Les répétitions avaient manifestement porté sur le Pfitzner. C'est, datée de 1945, l'oeuvre d'un compositeur considéré par certains comme «le dernier romantique dans un monde devenu fou». On y compte cinq mouvements mais Allegra, sans le préciser, omit le troisième. L'exécution n'en totalisa pas moins 21 minutes. L'oeuvre est originale en ce qu'elle ménage plusieurs solos et duos de certains des instruments en présence. Le clarinettiste, par exemple, y a fort à faire. Le compositeur lui prescrit d'ailleurs d'alterner entre la clarinette en la et la clarinette en si bémol. Simon Aldrich, qui avait eu l'idée de ce Pfitzner, fut remarquable, tout comme le contrebassiste Reuven Rothman.
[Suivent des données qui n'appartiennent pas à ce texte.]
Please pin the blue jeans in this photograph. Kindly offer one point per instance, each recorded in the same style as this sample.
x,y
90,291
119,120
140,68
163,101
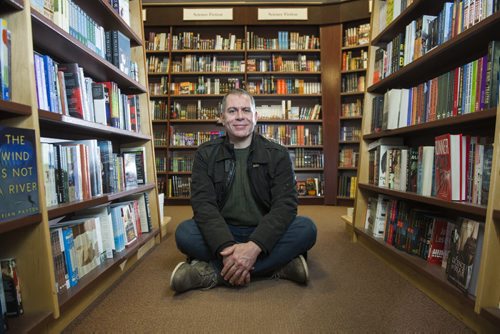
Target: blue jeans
x,y
298,239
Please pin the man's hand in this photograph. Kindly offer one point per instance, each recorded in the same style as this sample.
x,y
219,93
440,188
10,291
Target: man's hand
x,y
238,261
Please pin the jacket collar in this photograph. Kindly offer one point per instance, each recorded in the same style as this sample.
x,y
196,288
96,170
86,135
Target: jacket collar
x,y
257,149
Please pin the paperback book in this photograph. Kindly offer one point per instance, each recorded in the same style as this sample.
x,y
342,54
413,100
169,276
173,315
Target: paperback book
x,y
18,173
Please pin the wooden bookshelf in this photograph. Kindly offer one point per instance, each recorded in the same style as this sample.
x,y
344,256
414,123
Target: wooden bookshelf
x,y
168,19
480,312
28,238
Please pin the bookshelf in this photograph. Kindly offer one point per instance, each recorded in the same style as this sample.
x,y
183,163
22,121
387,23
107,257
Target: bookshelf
x,y
193,112
257,69
354,61
480,312
27,239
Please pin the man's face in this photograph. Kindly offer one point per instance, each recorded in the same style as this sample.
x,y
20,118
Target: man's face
x,y
238,118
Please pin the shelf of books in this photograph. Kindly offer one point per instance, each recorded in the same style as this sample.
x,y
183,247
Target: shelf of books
x,y
79,190
427,176
191,68
354,61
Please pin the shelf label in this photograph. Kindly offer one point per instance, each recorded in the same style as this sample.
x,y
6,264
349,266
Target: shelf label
x,y
282,14
207,14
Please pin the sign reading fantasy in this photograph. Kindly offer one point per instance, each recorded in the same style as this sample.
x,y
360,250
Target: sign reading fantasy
x,y
18,174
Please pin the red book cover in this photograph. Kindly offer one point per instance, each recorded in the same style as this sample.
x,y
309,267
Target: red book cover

Allegra ajoutait une petite surprise à la soirée: la participation de Daniel Clarke Bouchard, ce très jeune pianiste de 13 ans dont on parle beaucoup en ce moment. Les Variations op. 12 ne sont pas ce que Chopin a laissé de plus marquant, mais elles présentent de réelles difficultés sur le plan pianistique, surtout pour un enfant de 13 ans. Le petit Bouchard a joué la pièce avec toutes les qualités d'un vrai pianiste, y compris une main gauche d'une force étonnante. Il a commis une toute petite erreur vite oubliée.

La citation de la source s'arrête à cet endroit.